McIntyre and the Parkland Shooting
Another school shooting ripped through the news cycle this week bringing the long simmering tensions over gun control in the United States to another boil. The sides are neatly divided between the left and right, Republicans and Democrats, and both have their usual talking points. Unfortunately, every time such a tragedy makes the headlines, the discussion moves in a fairly predictable circle with neither side budging, but becoming all the more entrenched. This familiar pattern brings to mind one of the primary theses of Alisdair McIntyre's influential work, After Virtue.

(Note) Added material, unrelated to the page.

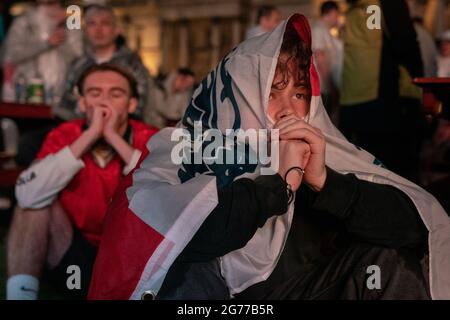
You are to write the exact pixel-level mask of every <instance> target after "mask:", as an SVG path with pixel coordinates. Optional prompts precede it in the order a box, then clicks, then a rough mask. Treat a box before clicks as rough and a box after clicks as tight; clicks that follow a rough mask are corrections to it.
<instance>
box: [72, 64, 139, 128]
mask: <svg viewBox="0 0 450 320" xmlns="http://www.w3.org/2000/svg"><path fill="white" fill-rule="evenodd" d="M98 107H106V108H112V109H114V110H115V111H116V112H117V114H118V119H119V120H118V121H119V125H123V124H125V123H126V122H127V121H128V113H133V112H134V111H135V110H136V107H137V100H136V99H135V98H131V89H130V85H129V84H128V80H127V79H126V78H125V77H123V76H122V75H121V74H119V73H117V72H114V71H98V72H94V73H92V74H90V75H89V76H87V77H86V79H85V80H84V85H83V96H82V97H81V98H80V110H81V112H83V113H85V114H86V119H87V122H88V124H90V123H91V120H92V117H93V114H94V108H98Z"/></svg>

McIntyre argues that society has lost the ability to engage in meaningful moral discourse. At root is the moral confusion which underpins modern culture. We have uncritically borrowed thoughts, ideas, and language from Aristotle, Aquinas, Bentham, Nietzsche, Hume, Kant and other philosophers throughout the ages. Many of these ideas are incommensurate - they cannot be reconciled on their own terms - and thus lead to people talking past each other. One invokes talk of the greater good while the other discusses rights and progress is expected to be made. According to McIntyre, moral discourse has completely broken down and becoming hostile and uncivil pushing people farther away from each other.
It seems to me that nothing captures this sad state of affairs better than the American gun debate following a tragedy such as we witnessed this past week. If any progress is to be made among individuals, a first step requires recognition of our moral fractures and a reclamation of systematic thought.